Tuesday's high was 1359 and that is now the level to watch. If we rebound over that level then the stealth rally is still alive and traders are managing to climb that wall of worry on multiple fronts. If we fail again below 1359 it will be negative for sentiment. If by chance we dip back below support at 1330 it would be downright bearish. It would tell me to prepare for the summer doldrums. Next support is in the 1300-1305 range but I would not expect it to hold.
We are at the pivotal point in the market where traders either decide to buy because they believe the economy is recovering or they decide to sell and move to the sidelines ahead of the end of QE2 in June. We have had very little market reaction to the coming halt in QE2 buying but we can't assume there will be no reaction. The market has moved sideways for the last two weeks and volatility is increasing not only in commodities but also in equities.
Volatility is good because it forces people to choose sides. Without both sides active in the market there is a false sense of security. When volatility exists it forces traders and investors to analyze the fundamentals and technicals and make an informed decision. That is what is happening so far in May. Investors are trying to read the tealeaves and decide what position they should take over the summer.
As long as the economic reports are questionable as they were in April, investors are likely to chose the safety of the sidelines than bet it all on the chance of a recovery. Until this decision process plays out in the markets we need to be cautious about our trades.

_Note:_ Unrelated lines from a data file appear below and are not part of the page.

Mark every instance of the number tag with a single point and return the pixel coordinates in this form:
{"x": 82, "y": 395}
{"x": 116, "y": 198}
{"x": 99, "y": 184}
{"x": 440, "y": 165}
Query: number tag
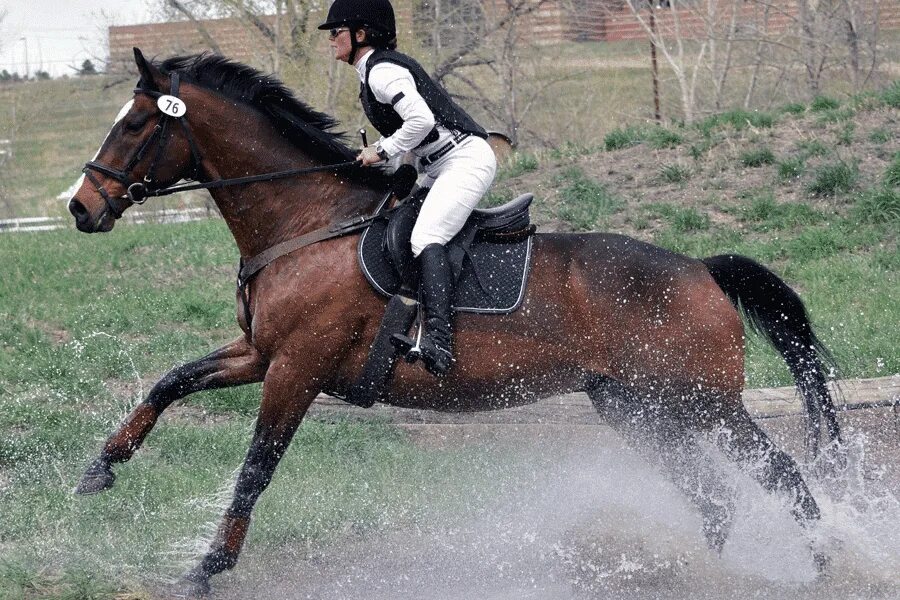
{"x": 172, "y": 106}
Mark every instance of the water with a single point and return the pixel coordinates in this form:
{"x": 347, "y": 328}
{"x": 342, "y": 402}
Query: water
{"x": 586, "y": 518}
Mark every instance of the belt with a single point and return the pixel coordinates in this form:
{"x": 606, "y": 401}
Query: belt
{"x": 443, "y": 150}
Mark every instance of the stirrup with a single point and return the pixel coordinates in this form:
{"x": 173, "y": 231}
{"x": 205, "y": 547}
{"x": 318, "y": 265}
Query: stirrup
{"x": 407, "y": 346}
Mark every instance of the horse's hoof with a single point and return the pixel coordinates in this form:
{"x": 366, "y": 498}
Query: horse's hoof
{"x": 98, "y": 477}
{"x": 820, "y": 561}
{"x": 193, "y": 585}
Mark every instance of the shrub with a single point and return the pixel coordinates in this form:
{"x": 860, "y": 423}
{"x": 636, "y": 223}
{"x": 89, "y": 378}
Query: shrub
{"x": 757, "y": 157}
{"x": 823, "y": 103}
{"x": 834, "y": 178}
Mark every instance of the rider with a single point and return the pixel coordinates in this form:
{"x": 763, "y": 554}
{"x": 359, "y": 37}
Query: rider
{"x": 413, "y": 113}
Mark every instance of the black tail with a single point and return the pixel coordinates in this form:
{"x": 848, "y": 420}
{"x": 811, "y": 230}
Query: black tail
{"x": 776, "y": 312}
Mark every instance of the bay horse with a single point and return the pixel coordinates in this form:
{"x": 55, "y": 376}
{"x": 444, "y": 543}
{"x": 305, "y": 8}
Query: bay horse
{"x": 656, "y": 339}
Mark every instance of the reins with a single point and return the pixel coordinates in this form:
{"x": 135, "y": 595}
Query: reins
{"x": 138, "y": 192}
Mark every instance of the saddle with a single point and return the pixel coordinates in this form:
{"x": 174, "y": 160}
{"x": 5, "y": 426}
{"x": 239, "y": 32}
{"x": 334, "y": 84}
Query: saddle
{"x": 490, "y": 258}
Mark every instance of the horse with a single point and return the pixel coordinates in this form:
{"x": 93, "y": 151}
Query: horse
{"x": 656, "y": 339}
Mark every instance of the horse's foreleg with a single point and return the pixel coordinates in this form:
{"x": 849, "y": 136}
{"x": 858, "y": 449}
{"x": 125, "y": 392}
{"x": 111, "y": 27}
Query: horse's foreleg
{"x": 285, "y": 401}
{"x": 237, "y": 363}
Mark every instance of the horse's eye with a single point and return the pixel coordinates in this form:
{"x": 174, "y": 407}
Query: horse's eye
{"x": 136, "y": 124}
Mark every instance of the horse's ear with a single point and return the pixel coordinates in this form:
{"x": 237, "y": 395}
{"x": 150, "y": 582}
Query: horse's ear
{"x": 148, "y": 72}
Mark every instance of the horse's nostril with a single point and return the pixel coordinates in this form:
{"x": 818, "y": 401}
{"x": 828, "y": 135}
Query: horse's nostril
{"x": 77, "y": 209}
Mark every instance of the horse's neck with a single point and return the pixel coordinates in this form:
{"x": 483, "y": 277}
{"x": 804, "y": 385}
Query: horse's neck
{"x": 263, "y": 214}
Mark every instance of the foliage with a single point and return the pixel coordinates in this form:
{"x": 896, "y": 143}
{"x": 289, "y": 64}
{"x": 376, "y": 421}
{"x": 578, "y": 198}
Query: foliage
{"x": 737, "y": 119}
{"x": 584, "y": 201}
{"x": 833, "y": 178}
{"x": 790, "y": 168}
{"x": 674, "y": 173}
{"x": 891, "y": 95}
{"x": 87, "y": 68}
{"x": 757, "y": 157}
{"x": 823, "y": 103}
{"x": 521, "y": 163}
{"x": 878, "y": 205}
{"x": 793, "y": 108}
{"x": 892, "y": 174}
{"x": 623, "y": 137}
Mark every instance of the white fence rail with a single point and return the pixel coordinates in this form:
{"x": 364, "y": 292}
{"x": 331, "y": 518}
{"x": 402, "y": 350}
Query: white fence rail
{"x": 170, "y": 215}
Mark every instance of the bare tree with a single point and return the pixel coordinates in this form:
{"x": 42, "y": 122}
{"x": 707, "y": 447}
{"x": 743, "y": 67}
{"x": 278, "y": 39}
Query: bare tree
{"x": 671, "y": 40}
{"x": 479, "y": 50}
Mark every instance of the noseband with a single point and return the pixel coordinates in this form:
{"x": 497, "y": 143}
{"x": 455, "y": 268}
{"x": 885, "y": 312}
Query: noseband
{"x": 138, "y": 190}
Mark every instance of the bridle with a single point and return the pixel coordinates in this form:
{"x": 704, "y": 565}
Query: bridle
{"x": 138, "y": 191}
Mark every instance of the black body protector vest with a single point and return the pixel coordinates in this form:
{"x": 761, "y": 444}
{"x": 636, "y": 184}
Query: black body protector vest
{"x": 386, "y": 120}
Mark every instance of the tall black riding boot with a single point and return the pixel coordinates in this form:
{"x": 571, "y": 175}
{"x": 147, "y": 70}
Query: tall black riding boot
{"x": 435, "y": 347}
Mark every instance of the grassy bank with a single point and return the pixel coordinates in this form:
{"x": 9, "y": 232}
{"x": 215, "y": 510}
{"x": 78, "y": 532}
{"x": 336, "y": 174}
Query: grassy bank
{"x": 87, "y": 323}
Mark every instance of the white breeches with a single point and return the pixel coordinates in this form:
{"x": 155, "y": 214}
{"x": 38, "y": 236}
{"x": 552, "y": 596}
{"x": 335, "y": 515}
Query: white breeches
{"x": 458, "y": 181}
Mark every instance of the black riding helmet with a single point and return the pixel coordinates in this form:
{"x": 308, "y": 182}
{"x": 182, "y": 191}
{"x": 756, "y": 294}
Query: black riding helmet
{"x": 375, "y": 15}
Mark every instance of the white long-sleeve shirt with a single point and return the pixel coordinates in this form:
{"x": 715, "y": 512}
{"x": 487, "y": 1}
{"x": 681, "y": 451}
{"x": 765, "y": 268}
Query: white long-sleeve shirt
{"x": 387, "y": 80}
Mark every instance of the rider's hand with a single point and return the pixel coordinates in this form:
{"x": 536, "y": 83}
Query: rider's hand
{"x": 369, "y": 156}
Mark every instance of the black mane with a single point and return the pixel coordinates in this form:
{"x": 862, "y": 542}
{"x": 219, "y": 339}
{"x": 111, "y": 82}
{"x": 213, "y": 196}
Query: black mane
{"x": 308, "y": 129}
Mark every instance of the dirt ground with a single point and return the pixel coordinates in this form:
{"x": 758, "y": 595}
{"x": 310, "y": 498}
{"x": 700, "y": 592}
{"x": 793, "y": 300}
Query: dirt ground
{"x": 585, "y": 517}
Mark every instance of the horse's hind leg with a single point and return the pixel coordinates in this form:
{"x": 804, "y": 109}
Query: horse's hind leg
{"x": 666, "y": 440}
{"x": 235, "y": 364}
{"x": 747, "y": 444}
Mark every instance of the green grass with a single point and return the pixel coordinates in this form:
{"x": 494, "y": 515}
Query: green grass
{"x": 584, "y": 202}
{"x": 880, "y": 136}
{"x": 892, "y": 174}
{"x": 655, "y": 136}
{"x": 764, "y": 213}
{"x": 623, "y": 138}
{"x": 879, "y": 205}
{"x": 833, "y": 179}
{"x": 793, "y": 108}
{"x": 810, "y": 148}
{"x": 520, "y": 163}
{"x": 674, "y": 173}
{"x": 823, "y": 104}
{"x": 738, "y": 120}
{"x": 87, "y": 321}
{"x": 891, "y": 95}
{"x": 757, "y": 157}
{"x": 790, "y": 168}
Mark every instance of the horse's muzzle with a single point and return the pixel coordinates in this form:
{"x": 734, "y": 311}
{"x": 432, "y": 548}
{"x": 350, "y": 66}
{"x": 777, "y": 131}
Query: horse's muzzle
{"x": 85, "y": 222}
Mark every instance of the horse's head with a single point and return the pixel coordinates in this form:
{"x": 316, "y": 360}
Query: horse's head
{"x": 149, "y": 147}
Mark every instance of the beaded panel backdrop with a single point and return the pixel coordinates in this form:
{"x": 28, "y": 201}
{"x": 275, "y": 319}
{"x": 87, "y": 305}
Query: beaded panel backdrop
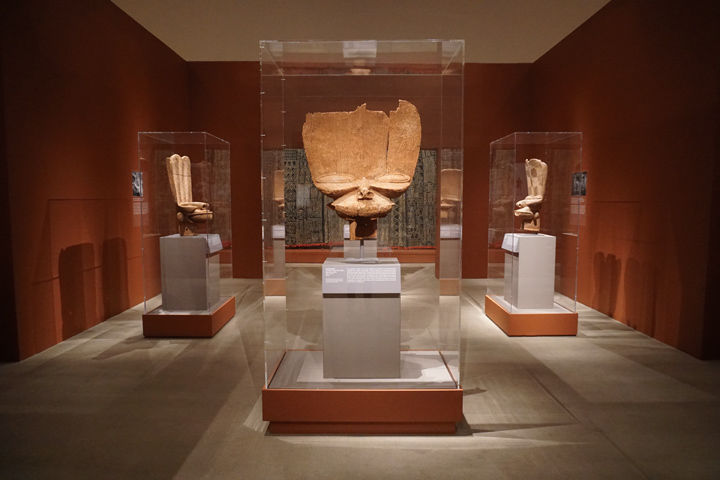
{"x": 310, "y": 223}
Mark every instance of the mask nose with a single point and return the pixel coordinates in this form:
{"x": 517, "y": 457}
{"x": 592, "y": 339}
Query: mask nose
{"x": 364, "y": 192}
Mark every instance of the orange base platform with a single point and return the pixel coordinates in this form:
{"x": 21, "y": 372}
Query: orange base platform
{"x": 188, "y": 325}
{"x": 391, "y": 411}
{"x": 530, "y": 324}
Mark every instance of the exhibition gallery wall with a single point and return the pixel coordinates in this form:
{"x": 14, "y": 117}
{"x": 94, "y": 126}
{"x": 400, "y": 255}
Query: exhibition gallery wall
{"x": 80, "y": 79}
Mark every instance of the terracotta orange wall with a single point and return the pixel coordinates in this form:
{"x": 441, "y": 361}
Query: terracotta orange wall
{"x": 641, "y": 82}
{"x": 79, "y": 80}
{"x": 225, "y": 101}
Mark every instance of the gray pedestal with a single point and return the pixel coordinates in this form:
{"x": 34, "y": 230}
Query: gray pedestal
{"x": 190, "y": 272}
{"x": 361, "y": 318}
{"x": 529, "y": 270}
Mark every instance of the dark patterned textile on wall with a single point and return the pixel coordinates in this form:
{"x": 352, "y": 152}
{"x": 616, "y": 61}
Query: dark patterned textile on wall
{"x": 310, "y": 223}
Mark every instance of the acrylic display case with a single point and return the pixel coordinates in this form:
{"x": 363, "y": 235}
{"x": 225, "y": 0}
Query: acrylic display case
{"x": 362, "y": 335}
{"x": 183, "y": 181}
{"x": 536, "y": 206}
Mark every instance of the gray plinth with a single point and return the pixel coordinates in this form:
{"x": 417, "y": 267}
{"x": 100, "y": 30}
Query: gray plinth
{"x": 361, "y": 318}
{"x": 529, "y": 270}
{"x": 190, "y": 272}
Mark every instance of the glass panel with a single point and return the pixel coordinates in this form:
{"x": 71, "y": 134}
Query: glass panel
{"x": 416, "y": 329}
{"x": 185, "y": 220}
{"x": 549, "y": 283}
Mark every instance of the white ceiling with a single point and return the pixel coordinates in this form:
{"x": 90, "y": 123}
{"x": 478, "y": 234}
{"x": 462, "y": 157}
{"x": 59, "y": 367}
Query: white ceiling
{"x": 495, "y": 31}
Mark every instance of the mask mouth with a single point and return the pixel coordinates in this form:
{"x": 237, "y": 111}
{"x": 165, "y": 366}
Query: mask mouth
{"x": 373, "y": 205}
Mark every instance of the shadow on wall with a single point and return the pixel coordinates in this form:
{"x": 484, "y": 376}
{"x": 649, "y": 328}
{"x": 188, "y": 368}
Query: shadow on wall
{"x": 76, "y": 273}
{"x": 606, "y": 269}
{"x": 639, "y": 287}
{"x": 115, "y": 277}
{"x": 87, "y": 255}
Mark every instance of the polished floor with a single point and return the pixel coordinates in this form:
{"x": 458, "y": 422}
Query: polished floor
{"x": 609, "y": 403}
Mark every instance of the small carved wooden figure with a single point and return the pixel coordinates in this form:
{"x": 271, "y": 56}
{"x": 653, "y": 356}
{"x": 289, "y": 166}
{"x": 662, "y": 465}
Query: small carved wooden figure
{"x": 528, "y": 209}
{"x": 189, "y": 213}
{"x": 363, "y": 159}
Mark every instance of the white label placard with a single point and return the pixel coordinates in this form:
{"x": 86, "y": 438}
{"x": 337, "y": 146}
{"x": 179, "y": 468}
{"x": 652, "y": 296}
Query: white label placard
{"x": 365, "y": 274}
{"x": 333, "y": 275}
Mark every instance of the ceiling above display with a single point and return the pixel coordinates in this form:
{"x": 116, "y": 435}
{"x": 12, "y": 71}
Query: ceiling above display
{"x": 495, "y": 31}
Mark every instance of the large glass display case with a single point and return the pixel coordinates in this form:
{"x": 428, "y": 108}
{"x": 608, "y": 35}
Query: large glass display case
{"x": 362, "y": 208}
{"x": 183, "y": 181}
{"x": 536, "y": 206}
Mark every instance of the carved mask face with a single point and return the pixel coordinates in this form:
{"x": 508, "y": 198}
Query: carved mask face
{"x": 363, "y": 159}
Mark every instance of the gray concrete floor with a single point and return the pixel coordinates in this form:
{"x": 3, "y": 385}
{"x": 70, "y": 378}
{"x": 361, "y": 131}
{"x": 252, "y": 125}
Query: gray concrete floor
{"x": 609, "y": 403}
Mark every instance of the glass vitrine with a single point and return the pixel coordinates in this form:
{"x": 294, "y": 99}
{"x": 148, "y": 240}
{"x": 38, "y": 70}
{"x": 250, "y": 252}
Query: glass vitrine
{"x": 349, "y": 311}
{"x": 183, "y": 181}
{"x": 536, "y": 206}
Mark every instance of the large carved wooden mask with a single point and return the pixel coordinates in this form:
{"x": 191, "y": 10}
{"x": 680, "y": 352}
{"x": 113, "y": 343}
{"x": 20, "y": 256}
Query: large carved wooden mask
{"x": 363, "y": 158}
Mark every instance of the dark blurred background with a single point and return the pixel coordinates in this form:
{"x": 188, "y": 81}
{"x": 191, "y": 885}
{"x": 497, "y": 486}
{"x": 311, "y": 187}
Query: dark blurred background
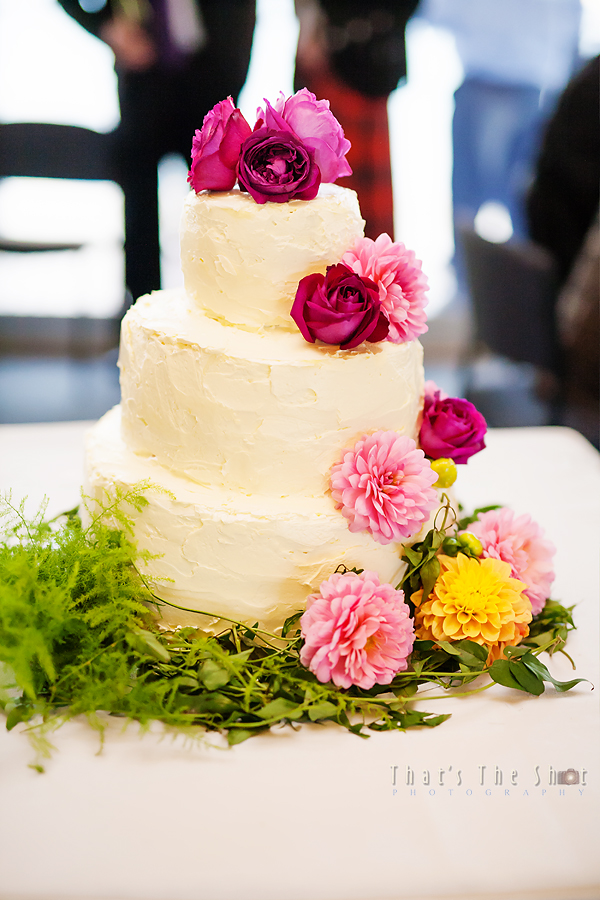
{"x": 466, "y": 135}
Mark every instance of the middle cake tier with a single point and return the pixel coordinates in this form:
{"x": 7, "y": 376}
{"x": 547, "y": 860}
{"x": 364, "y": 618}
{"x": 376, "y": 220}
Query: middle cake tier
{"x": 259, "y": 413}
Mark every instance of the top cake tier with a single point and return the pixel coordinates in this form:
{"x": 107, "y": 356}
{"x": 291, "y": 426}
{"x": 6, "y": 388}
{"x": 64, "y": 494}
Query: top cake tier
{"x": 242, "y": 260}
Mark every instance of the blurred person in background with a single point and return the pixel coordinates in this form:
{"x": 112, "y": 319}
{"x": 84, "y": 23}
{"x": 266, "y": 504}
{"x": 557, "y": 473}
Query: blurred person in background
{"x": 175, "y": 59}
{"x": 564, "y": 196}
{"x": 352, "y": 52}
{"x": 517, "y": 56}
{"x": 562, "y": 207}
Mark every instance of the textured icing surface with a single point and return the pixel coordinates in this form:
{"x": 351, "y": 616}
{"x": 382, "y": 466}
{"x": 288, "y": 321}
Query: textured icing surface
{"x": 252, "y": 558}
{"x": 261, "y": 413}
{"x": 242, "y": 260}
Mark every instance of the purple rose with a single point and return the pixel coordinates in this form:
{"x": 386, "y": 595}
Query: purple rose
{"x": 451, "y": 427}
{"x": 312, "y": 121}
{"x": 339, "y": 308}
{"x": 216, "y": 148}
{"x": 276, "y": 166}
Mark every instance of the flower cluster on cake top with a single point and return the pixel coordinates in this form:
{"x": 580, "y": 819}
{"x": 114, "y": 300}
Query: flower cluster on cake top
{"x": 295, "y": 144}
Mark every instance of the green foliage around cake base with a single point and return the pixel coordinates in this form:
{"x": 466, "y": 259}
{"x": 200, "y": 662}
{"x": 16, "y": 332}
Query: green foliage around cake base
{"x": 77, "y": 636}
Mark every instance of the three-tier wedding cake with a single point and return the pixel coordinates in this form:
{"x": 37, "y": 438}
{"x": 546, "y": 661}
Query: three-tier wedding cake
{"x": 235, "y": 415}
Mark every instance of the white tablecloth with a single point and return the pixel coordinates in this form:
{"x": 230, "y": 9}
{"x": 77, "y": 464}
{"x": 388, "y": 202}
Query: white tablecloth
{"x": 319, "y": 813}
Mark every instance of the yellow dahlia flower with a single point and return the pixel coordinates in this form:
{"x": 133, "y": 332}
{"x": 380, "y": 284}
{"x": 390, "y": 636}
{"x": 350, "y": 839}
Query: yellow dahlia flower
{"x": 475, "y": 600}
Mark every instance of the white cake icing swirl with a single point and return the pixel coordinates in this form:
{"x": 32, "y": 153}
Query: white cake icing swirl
{"x": 237, "y": 420}
{"x": 259, "y": 413}
{"x": 242, "y": 260}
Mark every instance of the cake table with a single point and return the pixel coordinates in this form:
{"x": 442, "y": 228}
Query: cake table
{"x": 479, "y": 807}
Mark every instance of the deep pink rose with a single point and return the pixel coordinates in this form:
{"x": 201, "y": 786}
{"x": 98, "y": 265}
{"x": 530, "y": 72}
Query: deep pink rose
{"x": 216, "y": 148}
{"x": 402, "y": 285}
{"x": 339, "y": 308}
{"x": 276, "y": 166}
{"x": 451, "y": 427}
{"x": 312, "y": 121}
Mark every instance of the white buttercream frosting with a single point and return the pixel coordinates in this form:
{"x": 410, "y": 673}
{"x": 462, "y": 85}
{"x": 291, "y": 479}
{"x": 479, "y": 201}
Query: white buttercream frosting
{"x": 242, "y": 260}
{"x": 259, "y": 413}
{"x": 249, "y": 557}
{"x": 236, "y": 420}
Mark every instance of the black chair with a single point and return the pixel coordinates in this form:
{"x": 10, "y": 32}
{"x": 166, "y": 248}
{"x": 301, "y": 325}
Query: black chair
{"x": 42, "y": 150}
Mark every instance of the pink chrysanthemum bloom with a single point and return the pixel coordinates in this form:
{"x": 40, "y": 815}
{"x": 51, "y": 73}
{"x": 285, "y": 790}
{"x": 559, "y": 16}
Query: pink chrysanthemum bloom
{"x": 519, "y": 541}
{"x": 402, "y": 284}
{"x": 356, "y": 631}
{"x": 383, "y": 485}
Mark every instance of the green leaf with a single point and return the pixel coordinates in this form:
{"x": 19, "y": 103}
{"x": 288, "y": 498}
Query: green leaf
{"x": 534, "y": 664}
{"x": 212, "y": 675}
{"x": 20, "y": 713}
{"x": 238, "y": 735}
{"x": 280, "y": 708}
{"x": 323, "y": 710}
{"x": 291, "y": 623}
{"x": 430, "y": 571}
{"x": 146, "y": 642}
{"x": 501, "y": 673}
{"x": 472, "y": 655}
{"x": 413, "y": 556}
{"x": 528, "y": 680}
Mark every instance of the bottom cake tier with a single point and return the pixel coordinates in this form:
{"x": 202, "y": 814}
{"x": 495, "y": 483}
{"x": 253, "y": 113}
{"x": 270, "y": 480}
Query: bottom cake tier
{"x": 249, "y": 558}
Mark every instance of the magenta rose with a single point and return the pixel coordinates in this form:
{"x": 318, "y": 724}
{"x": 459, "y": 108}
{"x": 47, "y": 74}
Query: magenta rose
{"x": 216, "y": 148}
{"x": 339, "y": 308}
{"x": 312, "y": 121}
{"x": 276, "y": 166}
{"x": 451, "y": 427}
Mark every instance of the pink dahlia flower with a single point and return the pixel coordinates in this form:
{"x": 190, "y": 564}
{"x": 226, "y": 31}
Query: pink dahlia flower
{"x": 216, "y": 148}
{"x": 402, "y": 284}
{"x": 356, "y": 631}
{"x": 383, "y": 485}
{"x": 519, "y": 541}
{"x": 312, "y": 121}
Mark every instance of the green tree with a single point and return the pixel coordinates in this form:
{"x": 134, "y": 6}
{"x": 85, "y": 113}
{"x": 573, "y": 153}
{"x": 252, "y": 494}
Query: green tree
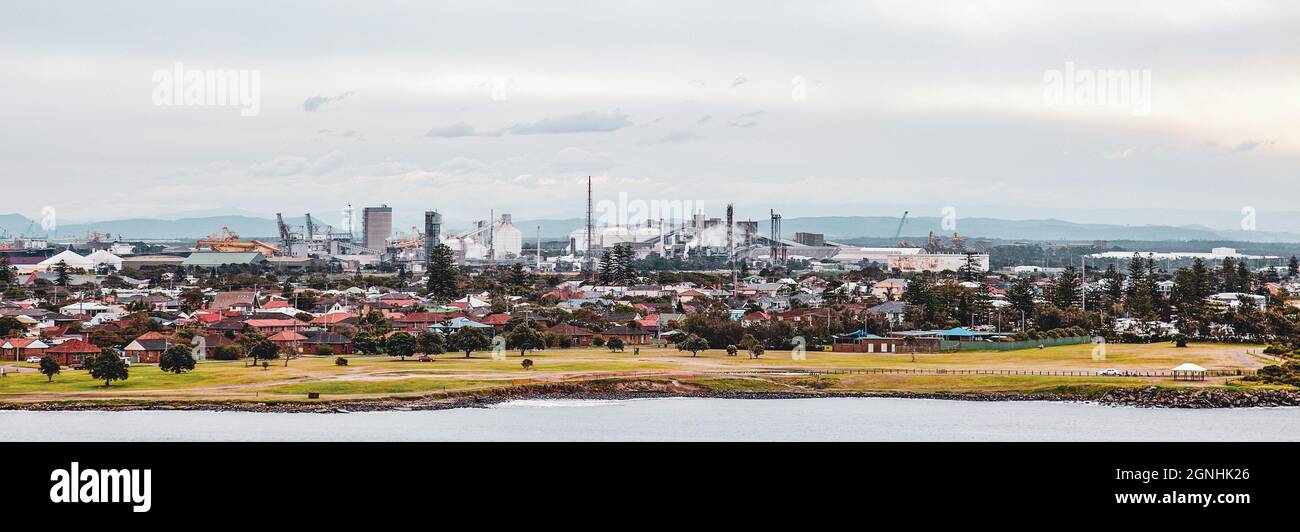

The Dow respected support at 12,600 but we still have a lower high I place. Until that high is broken we should remain cautious and watch for a close under the 12,600 level as confirmation of a new trend lower.
The Nasdaq rebounded slightly stronger than the other indexes but the weakness in Apple and Google still held it back. There is something wrong with both of those stocks and it could be related to lingering rebalance issues but this far into the month I doubt it. I believe a large fund or funds is rotating out of these stocks and doing it on a very casual basis to avoid depressing the prices.
The Nasdaq recovered the majority of the Wednesday loss and is still the strongest index. Watch 2825 as support and 2875 as a move over the Tuesday close.
The Russell 2000 rebounded to close up +7 points at 847 but it remains well below the Tuesday close at 855. The same story applies here. The Russell needs to move over the Tuesday close to continue the prior trend. A failure to do this suggests support at 830 will eventually be broken.
I would urge caution on entering any new trades on Friday. The market is in a state of confusion and complicated by the volatility in the currencies and commodities. Economic reports have been less than inspiring and the latest earnings reports have been a sharp departure from the trend set by the blue chips in the first two weeks.
There are growing indications there may be some market weakness in our future ahead of the June FOMC meeting and the end of QE2. If the economic reports show a rebound from April's dip then the weakness could be minimal. If the economic dip continues it would likely prompt quite a few hedge funds to turn bearish on the market.
Patience is a virtue we should practice on Friday.
Enter passively and exit aggressively.